I had the same response. In fact, I assumed that there must be some kind of client-side secret wrapping with a customer-managed key or similar (i.e. you end up managing one secret, rather than n). I still need to secure access to the Doppler API key in any case.
Then I looked at the API documentation and it seems, no, you're being encouraged to send your secrets verbatim over the Internet.
I understand how this invites comparisons with the CSP secrets management products (e.g. AWS Secrets Manager), but it seems strictly worse from a number of perspectives:
* blast radius: if I'm a multi-cloud, or hybrid-cloud, property then compromise of one environment doesn't necessarily lead to compromise of the others; if I have all my eggs in one basket, like Doppler, then it seems like it does.
* Internet traversal: if I'm using something like AWS Secrets Manager from within AWS, I can entirely avoid having to traverse the Internet for my secrets by using VPC endpoints. Having to cross the Internet just means I'm exposed to more bad actors, an increased variety of attacks and also operational risk factors unrelated to security.
* (probable/possible?) segregation of duties concerns: the design of products like AWS Secrets Manager means that some kind of active collusion across product teams within AWS is required to create inappropriate disclosures and to conceal that disclosure. If secrets management is the only product line, that seems less likely to be sustainable.
I came here to find/make this comment - especially with secrets management, I don't want to rely on an external vendor being up to access/manage my secrets. I want full access.
License the software, let me deploy and manage it.
That completely changes the kind of software that is being built, and would be a radical departure to their cloud based solution. Where do you store your secrets? AWS? GCP?
They'd get stored wherever is appropriate given what we already depend on to deploy software. If we deploy to our own data centre, that's where the secrets would go. If we're deploying to AWS, that's where the secrets would go.
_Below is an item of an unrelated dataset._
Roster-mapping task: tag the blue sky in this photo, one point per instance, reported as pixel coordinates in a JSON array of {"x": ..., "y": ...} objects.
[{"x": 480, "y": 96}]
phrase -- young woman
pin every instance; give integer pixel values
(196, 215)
Yes, for secrets storage it either needs to be e2e encrypted, or self-hosted. E2e partly to protect against internal employee theft, and partly to protect against Doppler’s db getting pwned by malicious hackers, as is so common these days. Storing secrets in the cloud unencrypted is kinda crazy these days.
We realize that storing secrets requires trust and for some companies it may be outside of their comfort zone at the moment. We are currently focused on creating a super easy to use solution. An analogy: there are open source versions of Dropbox for users that don't trust Dropbox with their files (NextCloud, ownCloud, etc.), however this comes with the friction of having to host your own solution. We are more like Dropbox, where we want to create a solution that is incredibly easy to install, manage, and work with. That being said, a self-hosted solution is top of our mind as we totally acknowledge that some companies would not want to use a hosted solution.
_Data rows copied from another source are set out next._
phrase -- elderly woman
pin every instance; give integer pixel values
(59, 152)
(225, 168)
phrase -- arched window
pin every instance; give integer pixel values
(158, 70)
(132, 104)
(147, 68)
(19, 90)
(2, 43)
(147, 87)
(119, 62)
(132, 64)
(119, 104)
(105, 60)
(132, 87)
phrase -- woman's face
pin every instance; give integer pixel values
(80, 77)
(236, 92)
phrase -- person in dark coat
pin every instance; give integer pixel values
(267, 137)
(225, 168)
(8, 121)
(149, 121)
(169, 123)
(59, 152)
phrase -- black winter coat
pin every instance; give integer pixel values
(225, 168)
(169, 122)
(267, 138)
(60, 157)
just thinking out loud.. isn't it a better solution if you implement e2e encryption with dashboard and cli like how password managers do? i mean it's secrets and as a company you also wouldn't want to get into any trouble. if user losses the password he can always disable old keys of respective services and generate new ones.
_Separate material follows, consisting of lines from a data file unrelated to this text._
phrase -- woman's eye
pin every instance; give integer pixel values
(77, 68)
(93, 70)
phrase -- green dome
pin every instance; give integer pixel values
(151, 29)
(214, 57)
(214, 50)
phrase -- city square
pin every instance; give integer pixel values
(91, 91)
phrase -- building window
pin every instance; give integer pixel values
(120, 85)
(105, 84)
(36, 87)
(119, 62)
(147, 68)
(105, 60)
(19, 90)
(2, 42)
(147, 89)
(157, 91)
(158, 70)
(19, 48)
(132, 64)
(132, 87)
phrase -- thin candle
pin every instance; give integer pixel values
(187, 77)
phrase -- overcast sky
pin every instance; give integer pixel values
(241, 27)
Not completely, that’s why most of those also have self-hosted solutions available.
It is different in at least one important way: secrets (Such as private keys) are used to secure things (Such as code, data, or conversations) and thus are usually given a higher security priority (Like much tighter access control).
How does it fair against Vault? Vault is self hosted and open source.
Does everyone in this thread know the founder or something? No one is asking these and they're in my view the absolutely most important questions.